Paris saldırıları nedenleri tartışıla dursun, dünya gelir ve hak dağılımının sebepleri iyi anlaşılmazsa terörün sadece sonuçlar ortaya çıkar. Arda Şimşek Yeni Akit Gazetesinde Fransa'nın Afrika'yı nasıl sömürdüğünü irdelemiş.

İnsan hak ve özgürlüklerinden dem vuran Fransa, bugün hâlâ 14 Afrika ülkesini sömürmeye devam ediyor. Birçoğu açlıkla mücadele eden Afrika ülkelerinden Benin, Burkina Faso, Gine, Fildişi Sahili, Mali, Nijer, Senegal, Togo, Kamerun, Orta Afrika Cumhuriyeti, Çad, Kongo, Ekvator Ginesi ve Gabon, 1960'lı yıllarda bağımsızlıklarını ilan etmelerine rağmen bugün hâlâ Fransa'ya sömürge vergisi ödemeye devam ediyor.

FRANSA HER YIL SÖMÜRGELERİNDEN 500 MİLYAR DOLAR ALIYOR

Fransa'nın 14 eski sömürgesinden her yıl yaklaşık 500 milyar dolar para aldığı kaydediliyor. Fransa aldığı bu parayı ise, sömürge döneminde işgal altına tuttuğu ülkelere inşa ettiği binalar ve altyapılar karşılığında aldığını savunuyor. Fransa'nın Afrika ülkeleri üzerindeki fiili sömürgeciliği bitmiş olsa da mali sömürgesi hâlâ devam ediyor.
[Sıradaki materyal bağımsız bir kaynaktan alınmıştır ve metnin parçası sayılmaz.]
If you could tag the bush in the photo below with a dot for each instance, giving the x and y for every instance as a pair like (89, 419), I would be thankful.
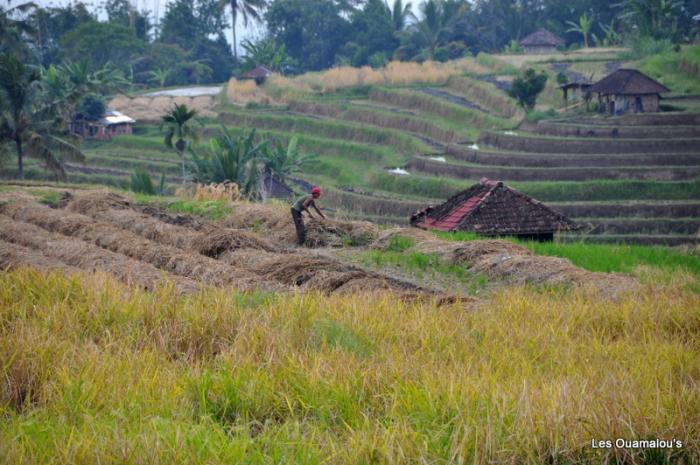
(527, 87)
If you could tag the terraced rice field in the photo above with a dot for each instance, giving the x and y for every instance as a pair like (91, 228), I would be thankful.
(448, 136)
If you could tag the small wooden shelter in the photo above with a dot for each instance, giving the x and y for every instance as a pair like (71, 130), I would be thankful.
(491, 208)
(628, 90)
(259, 74)
(113, 123)
(541, 41)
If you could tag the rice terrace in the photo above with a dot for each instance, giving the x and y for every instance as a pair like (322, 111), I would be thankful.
(492, 254)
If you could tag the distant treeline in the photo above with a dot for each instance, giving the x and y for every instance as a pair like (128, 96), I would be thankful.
(188, 44)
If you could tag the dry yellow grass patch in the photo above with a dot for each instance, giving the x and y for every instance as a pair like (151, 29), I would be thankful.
(93, 372)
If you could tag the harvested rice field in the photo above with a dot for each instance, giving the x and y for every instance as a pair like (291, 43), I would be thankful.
(132, 334)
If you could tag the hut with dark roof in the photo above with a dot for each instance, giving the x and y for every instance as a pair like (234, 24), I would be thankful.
(491, 208)
(258, 74)
(541, 41)
(628, 90)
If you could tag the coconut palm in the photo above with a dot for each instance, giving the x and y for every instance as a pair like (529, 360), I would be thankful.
(438, 18)
(27, 122)
(585, 23)
(159, 75)
(248, 10)
(400, 14)
(179, 132)
(236, 158)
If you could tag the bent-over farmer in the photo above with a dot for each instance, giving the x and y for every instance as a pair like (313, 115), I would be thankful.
(303, 205)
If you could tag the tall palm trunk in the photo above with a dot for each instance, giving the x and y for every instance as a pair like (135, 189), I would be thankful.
(233, 29)
(20, 164)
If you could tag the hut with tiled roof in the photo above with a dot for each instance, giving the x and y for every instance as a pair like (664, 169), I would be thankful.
(491, 208)
(258, 74)
(541, 41)
(628, 91)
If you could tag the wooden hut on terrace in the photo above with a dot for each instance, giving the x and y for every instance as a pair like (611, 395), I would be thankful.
(575, 91)
(628, 90)
(113, 123)
(541, 41)
(492, 209)
(259, 74)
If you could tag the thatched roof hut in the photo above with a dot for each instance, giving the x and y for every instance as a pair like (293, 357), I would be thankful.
(541, 41)
(494, 209)
(259, 74)
(628, 90)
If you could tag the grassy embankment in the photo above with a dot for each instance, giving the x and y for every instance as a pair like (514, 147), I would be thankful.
(607, 258)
Fransa, bağımsızlığını kazanmış olan eski sömürgelerinin bütçelerinin büyük bölümünü değişik adlar altında kendi merkez bankasında topluyor. Bu ülkelerin yıllık gelirlerinin yüzde 85'i her yıl Fransa merkez bankasında toplanıyor. Kalan yüzde 15 ile ekonomisini yürütmeye çalışan Afrika ülkeleri, mali sıkıntı yaşadıkları takdirde, Fransa merkez bankasına yatırdıkları kendi paralarını borç olarak almak zorunda bırakılıyor.

KARŞI KOYANA DARBE 

Fransa'ya vergi ödemeyen liderlerin ya bir darbeye ya da suikasta kurban gittikleri görülüyor. Son 50 yılda 26 Afrika ülkesinde toplam 67 askeri darbe meydana geldi. Bu darbelerin meydana geldiği ülkelerin 16'sı eski Fransız sömürgesi olduğu belirtiliyor. Darbe olan Afrika ülkelerinin yüzde 61'i eski Fransız sömürgesi. Bu ülkelerde meydana gelen askeri darbelerinse Fransa'nın sömürge zamanında atadığı lejyoner askerler tarafından gerçekleştirildikleri kaydediliyor.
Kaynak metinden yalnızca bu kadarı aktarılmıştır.